Horizontal Federated Learning: the set of variables, or data attributes, are the same for all users, ie, the process works by introducing similar data sets into devices in comparable spaces.

Example: A financial institution wants to anticipate the risk of a transaction being fraudulent before executing it based on user interaction with the application. In this context, a customer of institution X has exactly the same set of attributes (e.g. account type and limit, amount, day, time, transaction type, etc.) as another customer, however other values are different and each customer would have their personal template which would run on their devices.

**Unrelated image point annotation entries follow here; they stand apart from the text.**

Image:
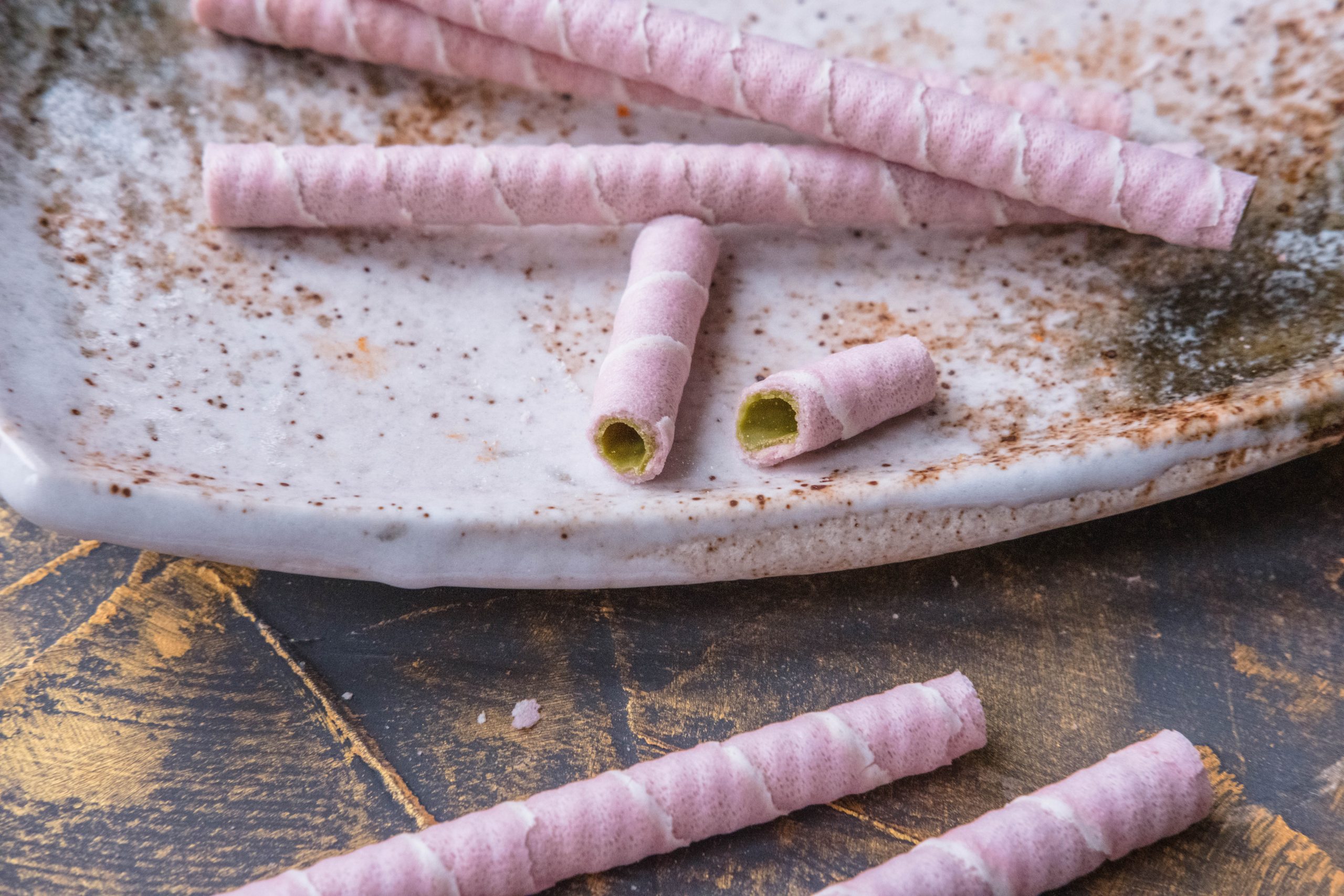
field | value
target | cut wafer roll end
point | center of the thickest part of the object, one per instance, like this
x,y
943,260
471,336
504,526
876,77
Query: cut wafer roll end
x,y
634,449
791,413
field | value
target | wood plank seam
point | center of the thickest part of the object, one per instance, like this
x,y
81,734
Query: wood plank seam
x,y
335,716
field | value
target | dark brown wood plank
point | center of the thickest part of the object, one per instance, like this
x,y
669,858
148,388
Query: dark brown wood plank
x,y
163,745
169,739
1215,616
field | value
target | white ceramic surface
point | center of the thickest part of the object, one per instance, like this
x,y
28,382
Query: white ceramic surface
x,y
411,407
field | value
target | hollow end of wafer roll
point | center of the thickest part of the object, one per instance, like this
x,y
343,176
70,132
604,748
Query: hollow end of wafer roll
x,y
766,419
625,446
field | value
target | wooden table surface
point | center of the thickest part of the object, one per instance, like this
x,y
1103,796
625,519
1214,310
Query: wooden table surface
x,y
171,726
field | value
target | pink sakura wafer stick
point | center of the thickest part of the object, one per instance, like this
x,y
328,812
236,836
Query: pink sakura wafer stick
x,y
392,33
268,186
1085,107
642,378
1132,798
839,397
1052,163
622,817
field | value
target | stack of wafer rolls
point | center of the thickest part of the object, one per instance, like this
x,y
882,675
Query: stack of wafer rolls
x,y
910,148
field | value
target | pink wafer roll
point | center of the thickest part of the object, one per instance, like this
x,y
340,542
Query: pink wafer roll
x,y
836,398
1052,163
268,186
392,33
639,386
620,817
1132,798
1085,107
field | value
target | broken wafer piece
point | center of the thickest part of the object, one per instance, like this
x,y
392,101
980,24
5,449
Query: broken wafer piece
x,y
836,398
1132,798
647,364
656,806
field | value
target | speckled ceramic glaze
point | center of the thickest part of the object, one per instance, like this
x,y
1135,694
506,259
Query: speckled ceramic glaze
x,y
411,407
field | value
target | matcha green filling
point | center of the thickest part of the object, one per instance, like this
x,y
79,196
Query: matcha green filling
x,y
768,418
623,446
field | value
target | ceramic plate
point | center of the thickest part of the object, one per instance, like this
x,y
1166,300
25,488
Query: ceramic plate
x,y
411,407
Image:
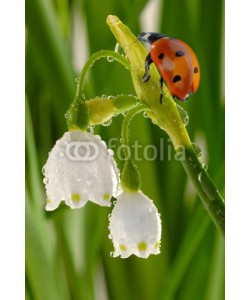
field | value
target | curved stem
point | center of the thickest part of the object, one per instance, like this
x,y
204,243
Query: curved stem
x,y
96,56
205,187
130,179
126,122
167,117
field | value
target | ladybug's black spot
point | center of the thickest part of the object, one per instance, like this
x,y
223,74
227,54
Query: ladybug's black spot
x,y
179,53
161,55
176,78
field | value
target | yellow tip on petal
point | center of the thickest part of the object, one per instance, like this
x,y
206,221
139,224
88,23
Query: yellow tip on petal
x,y
142,246
123,248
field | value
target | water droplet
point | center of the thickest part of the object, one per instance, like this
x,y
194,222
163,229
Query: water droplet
x,y
184,115
119,49
111,152
46,180
90,129
205,167
197,149
90,181
107,123
110,59
206,206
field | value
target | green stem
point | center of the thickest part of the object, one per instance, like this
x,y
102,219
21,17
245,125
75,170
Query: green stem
x,y
205,187
167,117
126,122
130,179
77,114
96,56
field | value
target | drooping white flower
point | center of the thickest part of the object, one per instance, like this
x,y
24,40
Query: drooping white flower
x,y
135,226
80,168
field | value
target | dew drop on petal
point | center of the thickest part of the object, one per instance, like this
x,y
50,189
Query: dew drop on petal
x,y
90,129
43,170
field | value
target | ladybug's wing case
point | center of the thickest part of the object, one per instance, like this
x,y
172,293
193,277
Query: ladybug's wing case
x,y
175,65
196,68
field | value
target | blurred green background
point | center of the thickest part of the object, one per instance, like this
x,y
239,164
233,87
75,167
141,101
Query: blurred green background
x,y
68,252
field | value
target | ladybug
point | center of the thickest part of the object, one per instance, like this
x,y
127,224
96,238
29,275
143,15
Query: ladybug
x,y
175,61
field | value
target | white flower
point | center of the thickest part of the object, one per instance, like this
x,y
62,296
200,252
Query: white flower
x,y
80,168
135,226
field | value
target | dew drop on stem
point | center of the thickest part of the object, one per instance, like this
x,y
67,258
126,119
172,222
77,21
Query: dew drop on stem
x,y
184,115
197,149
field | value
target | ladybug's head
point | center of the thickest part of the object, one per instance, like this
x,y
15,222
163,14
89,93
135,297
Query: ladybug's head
x,y
150,37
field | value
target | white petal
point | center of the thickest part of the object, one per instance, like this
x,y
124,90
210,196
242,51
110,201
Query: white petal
x,y
80,168
135,226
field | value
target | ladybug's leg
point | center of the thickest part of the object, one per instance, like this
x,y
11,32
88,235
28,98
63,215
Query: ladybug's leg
x,y
161,89
148,62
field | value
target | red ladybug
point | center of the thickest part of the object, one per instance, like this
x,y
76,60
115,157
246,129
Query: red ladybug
x,y
176,62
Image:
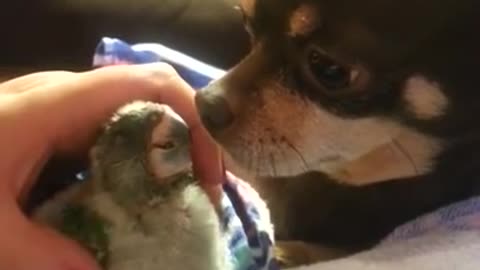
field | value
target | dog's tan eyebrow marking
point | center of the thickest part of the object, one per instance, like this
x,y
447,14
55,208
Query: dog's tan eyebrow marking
x,y
248,7
303,20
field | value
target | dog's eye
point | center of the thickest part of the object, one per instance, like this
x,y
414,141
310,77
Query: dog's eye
x,y
326,71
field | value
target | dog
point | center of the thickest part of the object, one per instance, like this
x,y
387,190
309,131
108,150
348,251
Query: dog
x,y
351,117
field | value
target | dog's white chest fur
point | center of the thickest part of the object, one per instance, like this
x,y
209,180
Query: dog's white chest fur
x,y
180,234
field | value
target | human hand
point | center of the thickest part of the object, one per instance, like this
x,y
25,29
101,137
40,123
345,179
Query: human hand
x,y
59,112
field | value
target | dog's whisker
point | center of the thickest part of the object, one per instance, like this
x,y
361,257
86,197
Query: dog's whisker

Vertical Federated Learning: this is where there is more than one data source with a set of distinct variables for each source. However, only the samples existing in the data sources are used in the training of the model. This type of learning would be applicable to the scenario where we have two financial institutions, A, a digital bank and B, a credit card issuer. They could share knowledge and create a collaborative fraud prevention and prediction solution, albeit with a structure of distinct attributes and without sharing their customers’ data. Another example would be to have an intelligent model for calculating the risk of death for patients, taking data from different sources belonging to SUS (the National Brazilian Unified Health System), and data from the same patients in a network of health plans. The two institutions would share the knowledge existing within the data, but not the patients’ sensitive data and information.

Federated Learning can be used in several segments, such as: health, finance, agriculture and e-commerce, among others. Such applications are encouraged in solutions where data privacy is extremely sensitive, also where the computation happens inside edge computing, such as IoT devices, smartphones, mobile devices or embedded smart systems. “With the increase of devices exploiting edge technology and driven by the movement to move computing from the cloud to edge, we will increasingly see solutions for artificial intelligence within edge computing (Edge AI), adopt federated learning in their developments,” says Cleilton.